There’s a few things I’ve learned, that I’ll have to remember for the next time we do an evaluation like this.

  1. Don’t underestimate your turn-out. I was expecting 100, maybe 200 survey participants tops. What I did not expect was receiving 800 survey submissions that I had to comb through and analyze. There were some duplicate data that had to be cleaned up as well, since a few of you got a little “click-happy” when submitting your surveys. I also had to run some queries on the survey database to figure out what some of the courses reported in the student survey actually were, since apparently students don’t always call their courses by the names we have in our system. Since this was a graduate school project, there was a clear deadline that I had to meet, and it was a little more than difficult to manage all that data in the amount of time I had. I should have anticipated that our Moodle-using teachers, being the awesome group they are, would actively encourage all their students to participate in this project. I will not make that mistake again.
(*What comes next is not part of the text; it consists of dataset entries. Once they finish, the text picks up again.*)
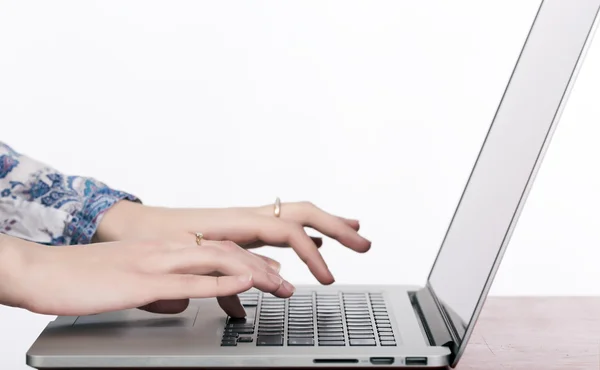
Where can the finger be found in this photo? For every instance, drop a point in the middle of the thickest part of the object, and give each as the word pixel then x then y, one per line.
pixel 167 307
pixel 317 240
pixel 309 215
pixel 232 306
pixel 275 231
pixel 271 262
pixel 223 258
pixel 177 286
pixel 354 224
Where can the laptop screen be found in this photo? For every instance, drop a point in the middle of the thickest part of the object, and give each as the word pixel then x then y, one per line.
pixel 506 165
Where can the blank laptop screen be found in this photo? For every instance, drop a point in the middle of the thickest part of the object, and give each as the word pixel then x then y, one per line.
pixel 512 151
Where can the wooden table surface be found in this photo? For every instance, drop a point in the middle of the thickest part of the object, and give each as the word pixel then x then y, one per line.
pixel 536 333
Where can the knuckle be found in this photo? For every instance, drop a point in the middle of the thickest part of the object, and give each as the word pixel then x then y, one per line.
pixel 308 204
pixel 230 246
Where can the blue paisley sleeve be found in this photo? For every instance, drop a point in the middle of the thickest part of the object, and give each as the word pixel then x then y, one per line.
pixel 40 204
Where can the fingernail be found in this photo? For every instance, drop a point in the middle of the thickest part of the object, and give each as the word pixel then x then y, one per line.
pixel 275 267
pixel 275 278
pixel 289 286
pixel 245 278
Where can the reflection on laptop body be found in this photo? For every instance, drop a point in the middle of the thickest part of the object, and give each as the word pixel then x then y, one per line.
pixel 366 325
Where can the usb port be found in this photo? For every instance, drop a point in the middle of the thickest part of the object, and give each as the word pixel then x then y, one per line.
pixel 411 361
pixel 382 360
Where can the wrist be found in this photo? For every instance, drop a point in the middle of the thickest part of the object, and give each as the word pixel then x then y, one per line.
pixel 119 221
pixel 12 263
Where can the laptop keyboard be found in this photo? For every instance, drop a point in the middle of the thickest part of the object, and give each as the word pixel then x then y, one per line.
pixel 311 319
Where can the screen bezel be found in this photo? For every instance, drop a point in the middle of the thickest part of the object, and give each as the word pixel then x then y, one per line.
pixel 446 313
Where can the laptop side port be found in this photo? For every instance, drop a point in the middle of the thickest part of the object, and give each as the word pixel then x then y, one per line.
pixel 415 361
pixel 382 360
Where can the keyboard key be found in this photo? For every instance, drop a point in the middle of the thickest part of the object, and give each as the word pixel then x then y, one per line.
pixel 270 332
pixel 269 340
pixel 332 343
pixel 361 336
pixel 246 325
pixel 295 332
pixel 330 325
pixel 271 325
pixel 300 319
pixel 301 342
pixel 360 325
pixel 336 338
pixel 362 342
pixel 265 315
pixel 240 330
pixel 359 320
pixel 301 335
pixel 330 334
pixel 235 320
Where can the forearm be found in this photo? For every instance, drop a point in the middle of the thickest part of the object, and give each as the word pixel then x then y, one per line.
pixel 43 205
pixel 11 264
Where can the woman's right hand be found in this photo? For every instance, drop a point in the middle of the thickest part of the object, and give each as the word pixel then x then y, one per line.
pixel 155 276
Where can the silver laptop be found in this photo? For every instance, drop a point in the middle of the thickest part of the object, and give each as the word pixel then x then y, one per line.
pixel 322 326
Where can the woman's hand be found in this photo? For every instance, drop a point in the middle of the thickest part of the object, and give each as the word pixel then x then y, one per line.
pixel 249 227
pixel 155 276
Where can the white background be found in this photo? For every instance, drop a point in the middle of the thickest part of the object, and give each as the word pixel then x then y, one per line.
pixel 374 110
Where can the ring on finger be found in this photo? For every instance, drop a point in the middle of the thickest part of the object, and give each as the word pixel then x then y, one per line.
pixel 277 207
pixel 199 237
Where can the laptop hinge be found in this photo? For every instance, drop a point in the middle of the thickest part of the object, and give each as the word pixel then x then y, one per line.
pixel 433 320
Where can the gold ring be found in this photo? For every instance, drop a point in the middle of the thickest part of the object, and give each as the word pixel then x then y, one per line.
pixel 277 210
pixel 199 237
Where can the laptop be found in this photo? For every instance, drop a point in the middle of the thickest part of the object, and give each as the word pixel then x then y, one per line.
pixel 358 325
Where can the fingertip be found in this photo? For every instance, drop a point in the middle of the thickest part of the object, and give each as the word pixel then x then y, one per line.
pixel 318 241
pixel 366 247
pixel 246 279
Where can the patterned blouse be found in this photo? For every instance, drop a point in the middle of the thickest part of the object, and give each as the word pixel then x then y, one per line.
pixel 42 205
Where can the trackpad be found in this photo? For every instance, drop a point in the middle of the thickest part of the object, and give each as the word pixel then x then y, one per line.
pixel 138 318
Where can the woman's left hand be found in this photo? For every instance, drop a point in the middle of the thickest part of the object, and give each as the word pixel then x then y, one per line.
pixel 249 227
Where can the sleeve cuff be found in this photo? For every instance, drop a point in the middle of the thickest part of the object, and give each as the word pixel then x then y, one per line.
pixel 82 226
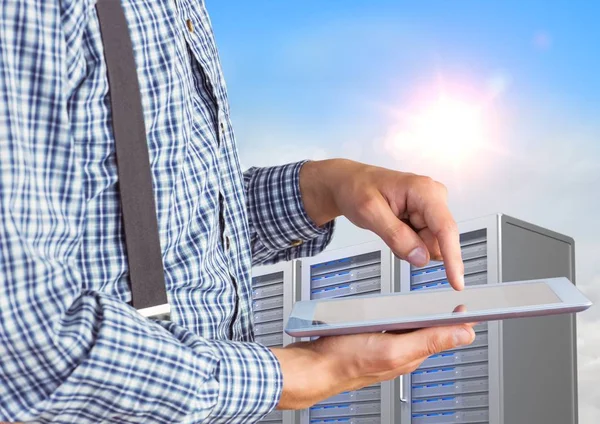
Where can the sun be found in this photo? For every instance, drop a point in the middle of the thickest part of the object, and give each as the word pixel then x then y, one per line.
pixel 448 130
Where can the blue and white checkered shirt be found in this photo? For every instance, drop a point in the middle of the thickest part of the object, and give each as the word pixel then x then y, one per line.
pixel 71 348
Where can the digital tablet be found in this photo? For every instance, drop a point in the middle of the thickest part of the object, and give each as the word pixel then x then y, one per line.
pixel 405 311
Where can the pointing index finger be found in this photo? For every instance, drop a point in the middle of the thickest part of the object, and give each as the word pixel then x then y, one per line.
pixel 444 228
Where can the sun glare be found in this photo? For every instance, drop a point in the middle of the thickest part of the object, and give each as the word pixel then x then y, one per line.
pixel 447 130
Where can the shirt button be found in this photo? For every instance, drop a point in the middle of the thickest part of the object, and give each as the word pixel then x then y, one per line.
pixel 190 25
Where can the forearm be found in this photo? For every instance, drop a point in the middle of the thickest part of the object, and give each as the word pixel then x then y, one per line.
pixel 106 361
pixel 308 377
pixel 315 186
pixel 280 228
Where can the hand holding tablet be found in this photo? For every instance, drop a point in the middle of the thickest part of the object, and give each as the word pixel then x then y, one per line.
pixel 404 311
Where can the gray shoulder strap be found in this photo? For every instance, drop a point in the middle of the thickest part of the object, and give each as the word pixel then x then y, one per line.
pixel 135 178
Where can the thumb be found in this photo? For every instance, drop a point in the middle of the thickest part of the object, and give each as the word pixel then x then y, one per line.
pixel 404 242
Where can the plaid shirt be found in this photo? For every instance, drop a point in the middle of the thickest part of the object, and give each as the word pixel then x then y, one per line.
pixel 71 348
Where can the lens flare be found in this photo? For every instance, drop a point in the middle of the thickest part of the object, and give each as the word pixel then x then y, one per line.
pixel 447 130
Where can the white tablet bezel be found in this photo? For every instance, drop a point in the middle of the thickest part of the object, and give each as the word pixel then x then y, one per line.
pixel 572 300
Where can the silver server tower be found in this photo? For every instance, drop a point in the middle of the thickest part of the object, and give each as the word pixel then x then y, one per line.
pixel 520 371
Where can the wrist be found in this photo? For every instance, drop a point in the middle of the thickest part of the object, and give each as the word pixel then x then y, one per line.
pixel 308 376
pixel 317 195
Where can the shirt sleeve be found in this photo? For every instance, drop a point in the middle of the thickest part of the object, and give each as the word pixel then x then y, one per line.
pixel 69 354
pixel 280 228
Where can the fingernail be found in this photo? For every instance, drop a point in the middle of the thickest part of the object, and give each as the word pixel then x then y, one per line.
pixel 462 337
pixel 417 257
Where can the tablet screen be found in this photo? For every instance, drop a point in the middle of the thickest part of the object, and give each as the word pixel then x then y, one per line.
pixel 418 305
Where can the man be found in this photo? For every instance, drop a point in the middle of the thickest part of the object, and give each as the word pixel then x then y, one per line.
pixel 71 348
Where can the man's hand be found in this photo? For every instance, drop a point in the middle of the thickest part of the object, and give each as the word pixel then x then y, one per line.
pixel 314 371
pixel 409 212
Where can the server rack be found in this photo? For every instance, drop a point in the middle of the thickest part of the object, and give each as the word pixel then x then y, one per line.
pixel 516 371
pixel 354 271
pixel 274 290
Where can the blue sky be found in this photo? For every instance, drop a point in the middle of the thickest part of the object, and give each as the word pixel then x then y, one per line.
pixel 336 78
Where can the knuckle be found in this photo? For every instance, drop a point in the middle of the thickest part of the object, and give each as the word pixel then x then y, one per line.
pixel 449 227
pixel 435 344
pixel 441 188
pixel 367 206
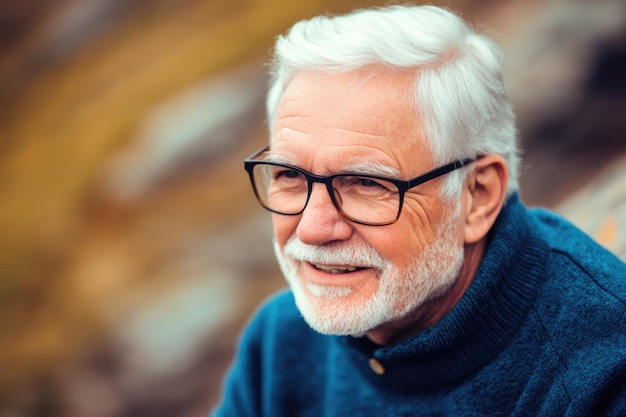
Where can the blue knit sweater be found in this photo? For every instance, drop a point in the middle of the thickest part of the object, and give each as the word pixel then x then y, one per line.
pixel 540 332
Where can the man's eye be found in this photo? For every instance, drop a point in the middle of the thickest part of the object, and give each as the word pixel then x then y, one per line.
pixel 287 174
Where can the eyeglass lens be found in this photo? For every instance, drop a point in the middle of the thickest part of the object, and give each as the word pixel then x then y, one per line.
pixel 360 198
  2. Keep qualitative and quantitative data in their rightful place. Although I provided graphs with ratings on each of the courses, I had to remind myself that these were not strict numerical rankings, as they were directly converted from Likert scaled questions. The degrees between “Strongly Disagree” and “Strongly Agree” are not necessarily the same in everyone’s mind, so when discussing results, one has to look at qualitative differences and speak in those terms. For example, if the collaboration “ratings” for two courses are 3.3 and 3.5 respectively, one can’t necessarily say that people “agreed more” with Course 2 than Course 1. There may be some tendencies that cause one to make that assumption, but one shouldn’t rely on the numerical data alone. To brazenly declare such a statement is hasty. If the difference had been significant, such as 1.5 vs. 4.5, then there would likely be some room for stronger comparisons.
  3. Always remember the objectives. When analyzing the data, it’s easy to get sidetracked with other interesting, but ultimately useful data. For example, a number of students and teachers complained about Moodle going down. This was a problem awhile ago, and it caused some major grief among people. However, it was not relevant to any of the objectives for the evaluation, even though it was tempting to explain/comment/defend this area. I take it personally when people criticize my servers! (Just kidding.)
  4. If the questions aren’t right, the whole evaluation will falter. Even though I had the objectives in mind when I designed the survey, I still found it difficult to know which were the right questions to ask. I’ve been assured that this aspect gets easier the more you do it. In the end, there was some extraneous “fluff” that I simply did not use or report on, because it wasn’t relevant (e.g. “Do the online activities provide fewer/more/the same opportunities to learn the subject matter?” My initial inclination was to include this in the Delivery, but when I finally looked at the finished responses, I realized it didn’t really fit anywhere and wasn’t relevant to any of the objectives.

Right now, being the lowly web manager that I am — and I only use the term “web manager” because “webmaster” is so 1990s; I don’t actually “manage” anyone — I don’t get many opportunities to do projects like this. But I’m aspiring to do more as a future educational technologist. Evaluations are more than just big formal projects … they underscore every aspect of what we as educators do. Teachers would do well to perform evaluations of their own instructional practices. When we add new programs or processes in our district, evaluations should accompany them. And as I complained in my mini-evaluation of BrainBlast 2010 a few days ago, all too often the survey data we gather just aren’t properly analyzed and used. We have some of the brightest minds in the state of Utah working in our Technical Services Department, but often we just perform “mental evaluations” and make judgments of the direction things should go, when we would do well to formalize the process, gather sufficient feedback, and use it to make informed decisions.